Ce retard des flottes professionnelles par rapport à l’évolution du marché des véhicules personnels, alors que les objectifs de sortie des carburants fossiles sont similaires,  représente un défi pour les États, pour les constructeurs et pour toute la profession logistique. Tous les acteurs en sont conscients. Il faut à la fois faire progresser l’offre de véhicules, en qualité et en prix, et développer les infrastructures de recharge, tant pour les véhicules à batteries que pour les véhicules à hydrogène. Si pour les véhicules légers, où dominent les constructeurs de voitures particulières comme Stellantis, Renault, Volkswagen, Ford, Daimler, les solutions opérationnelles pour les voitures individuelles sont applicables, c’est en revanche une mutation majeure pour les véhicules lourds qui implique des investissements considérables. L’objectif retenu par l’Union européenne est une réduction en 2030 de 50% des émissions de CO2 par rapport à 2021 pour les véhicules utilitaires légers (VUL) et une suppression des émissions en 2035. De plus, la Commission européenne a confirmé, le 14 février 2023, vouloir atteindre de nouveaux objectifs de réduction des émissions de CO2 des camions et remorques soit -90 % de réduction en 2040 par rapport à 2019, avec des seuils intermédiaires qui sont de -45 % en 2030 puis -65 % en 2035. La CE est plus drastique pour les autobus et demande que tous les nouveaux bus mis en service dans les villes de l'UE à partir de 2030 soient zéro émission. La Norvège s’est engagée dans une politique résolue de décarbonation des flottes des autobus de ses grandes villes. En 2024, Oslo ne devrait compter que des bus et des bateaux électriques.

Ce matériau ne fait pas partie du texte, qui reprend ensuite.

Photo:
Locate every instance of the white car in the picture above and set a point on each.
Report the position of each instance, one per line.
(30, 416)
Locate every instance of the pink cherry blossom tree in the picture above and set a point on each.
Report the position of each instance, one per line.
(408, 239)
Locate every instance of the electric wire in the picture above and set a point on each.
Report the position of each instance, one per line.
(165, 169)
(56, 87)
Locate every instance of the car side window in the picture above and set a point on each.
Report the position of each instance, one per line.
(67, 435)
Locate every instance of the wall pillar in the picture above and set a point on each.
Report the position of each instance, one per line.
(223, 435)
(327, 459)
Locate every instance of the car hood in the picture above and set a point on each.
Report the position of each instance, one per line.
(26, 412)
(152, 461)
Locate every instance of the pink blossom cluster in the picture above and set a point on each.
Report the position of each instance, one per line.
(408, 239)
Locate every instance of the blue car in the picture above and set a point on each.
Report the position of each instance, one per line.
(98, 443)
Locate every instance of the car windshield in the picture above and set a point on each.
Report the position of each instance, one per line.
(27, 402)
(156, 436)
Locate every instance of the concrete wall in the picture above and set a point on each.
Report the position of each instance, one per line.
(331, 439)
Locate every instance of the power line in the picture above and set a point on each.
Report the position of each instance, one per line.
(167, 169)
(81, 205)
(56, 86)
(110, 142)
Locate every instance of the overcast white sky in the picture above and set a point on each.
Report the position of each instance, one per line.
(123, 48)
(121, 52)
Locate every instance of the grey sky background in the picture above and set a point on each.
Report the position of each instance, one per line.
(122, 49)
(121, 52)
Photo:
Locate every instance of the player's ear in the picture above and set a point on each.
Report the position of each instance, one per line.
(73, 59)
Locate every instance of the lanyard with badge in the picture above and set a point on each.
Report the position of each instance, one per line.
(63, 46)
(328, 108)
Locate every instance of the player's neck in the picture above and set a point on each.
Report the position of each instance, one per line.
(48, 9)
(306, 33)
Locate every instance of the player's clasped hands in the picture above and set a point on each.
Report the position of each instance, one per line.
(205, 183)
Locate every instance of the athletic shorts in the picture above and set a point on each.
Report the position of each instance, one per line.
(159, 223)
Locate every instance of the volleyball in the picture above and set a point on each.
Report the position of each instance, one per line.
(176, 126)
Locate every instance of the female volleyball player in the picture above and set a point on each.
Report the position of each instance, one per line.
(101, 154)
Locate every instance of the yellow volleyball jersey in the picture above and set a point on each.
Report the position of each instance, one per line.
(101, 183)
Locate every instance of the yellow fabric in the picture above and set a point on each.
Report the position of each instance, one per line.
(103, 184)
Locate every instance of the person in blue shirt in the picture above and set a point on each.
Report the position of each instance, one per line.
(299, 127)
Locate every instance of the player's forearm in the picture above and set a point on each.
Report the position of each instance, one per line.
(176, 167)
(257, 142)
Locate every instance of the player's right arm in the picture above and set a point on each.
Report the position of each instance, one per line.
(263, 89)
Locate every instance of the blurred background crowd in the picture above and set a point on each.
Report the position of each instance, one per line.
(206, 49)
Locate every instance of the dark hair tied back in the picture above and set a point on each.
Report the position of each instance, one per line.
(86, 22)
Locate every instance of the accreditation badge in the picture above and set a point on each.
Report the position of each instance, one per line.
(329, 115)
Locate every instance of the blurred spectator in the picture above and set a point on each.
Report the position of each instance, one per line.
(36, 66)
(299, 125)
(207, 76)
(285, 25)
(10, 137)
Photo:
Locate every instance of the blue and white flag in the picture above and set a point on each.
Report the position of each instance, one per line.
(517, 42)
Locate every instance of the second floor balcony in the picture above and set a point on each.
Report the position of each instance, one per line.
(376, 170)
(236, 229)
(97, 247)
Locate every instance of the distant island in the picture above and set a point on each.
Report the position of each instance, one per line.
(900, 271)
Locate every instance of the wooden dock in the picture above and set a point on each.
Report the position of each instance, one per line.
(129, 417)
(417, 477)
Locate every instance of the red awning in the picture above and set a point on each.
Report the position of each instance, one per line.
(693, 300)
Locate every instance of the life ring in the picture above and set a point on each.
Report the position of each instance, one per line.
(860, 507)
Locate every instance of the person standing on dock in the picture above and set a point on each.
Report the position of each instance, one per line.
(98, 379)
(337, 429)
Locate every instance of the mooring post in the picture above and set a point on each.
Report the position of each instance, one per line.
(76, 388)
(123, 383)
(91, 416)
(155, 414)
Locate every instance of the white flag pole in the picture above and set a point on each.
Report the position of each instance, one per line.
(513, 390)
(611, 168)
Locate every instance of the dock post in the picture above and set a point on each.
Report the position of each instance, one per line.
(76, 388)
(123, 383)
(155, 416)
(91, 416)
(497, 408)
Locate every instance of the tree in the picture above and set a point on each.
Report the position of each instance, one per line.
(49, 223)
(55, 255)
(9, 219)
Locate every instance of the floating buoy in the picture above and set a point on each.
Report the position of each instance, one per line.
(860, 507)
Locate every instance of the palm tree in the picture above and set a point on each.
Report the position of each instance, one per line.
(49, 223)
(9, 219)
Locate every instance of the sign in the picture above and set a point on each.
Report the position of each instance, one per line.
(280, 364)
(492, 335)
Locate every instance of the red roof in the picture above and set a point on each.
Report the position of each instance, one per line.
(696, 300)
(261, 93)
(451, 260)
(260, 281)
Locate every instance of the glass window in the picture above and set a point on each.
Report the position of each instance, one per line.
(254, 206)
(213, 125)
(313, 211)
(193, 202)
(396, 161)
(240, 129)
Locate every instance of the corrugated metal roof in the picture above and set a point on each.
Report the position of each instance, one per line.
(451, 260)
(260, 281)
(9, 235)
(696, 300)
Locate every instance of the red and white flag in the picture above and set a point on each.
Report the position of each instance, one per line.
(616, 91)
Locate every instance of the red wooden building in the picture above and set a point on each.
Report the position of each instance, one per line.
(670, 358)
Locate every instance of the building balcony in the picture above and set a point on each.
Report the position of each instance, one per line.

L’exemple norvégien devrait-il conduire les pays européens à revoir la stratégie vis-à-vis des véhicules électriques dans le cadre de la transition écologique ? Les objectifs prévus pour 2050 seront-ils atteignables au vu du cas norvégien ? Un certain nombre de grands groupes en France qui ont équipé leur flotte automobile en hybride ont aussi constaté une hausse de la consommation d’essence. Ce phénomène est-il aussi constaté dans d'autres pays européens, notamment en France ?

Jean-Pierre Corniou : La stratégie norvégienne a très bien fonctionné pour les voitures individuelles sur une décennie. Mais elle n’a pas eu d’équivalent pour les véhicules utilitaires. Or la stratégie des décarbonation des transports, secteur qui participe en moyenne à hauteur de 30% à la production de gaz à effet de serre, implique que tous les moyens de transport de personnes et de marchandises, personnels et professionnels, migrent d’une motorisation avec moteur thermique utilisant une énergie fossile vers une solution sans énergie fossile, directe, ou indirecte à travers la fabrication d’électricité. C’est bien le modèle choisi pour l’Union européenne. Il se décline par stratégies sectorielles.

Le secteur des véhicules utilitaires, qui recouvre une vaste diversité de situations, est intégré dans la stratégie européenne de décarbonation des transports. En effet, en 2019, ces véhicules représentaient en France 14% des émissions de CO2, répartis entre les poids lourds (53%), les VUL (31%), les bus et cars (5%) et les engins de travaux publics (12%). Plusieurs solutions techniques coexistent : électrique, bio-GNV (gaz), hydrogène et biocarburants. La profession et les pouvoirs publics coopèrent pour identifier les meilleurs solutions techniques, adaptées à chaque situation, mais aussi pour travailler en amont sur la demande logistique. En effet, comme pour le transport individuel, qui est par construction multimodal, la décarbonation des usages professionnels implique une réflexion globale qui ne peut reposer que sur des solutions techniques uniformes. France Logistique, qui regroupe 150 000 entreprises et 10% de l’emploi salarié en France, travaille sur cette évolution de fond entre les politiques logistiques et les moyens de transport décarbonés pour les satisfaire.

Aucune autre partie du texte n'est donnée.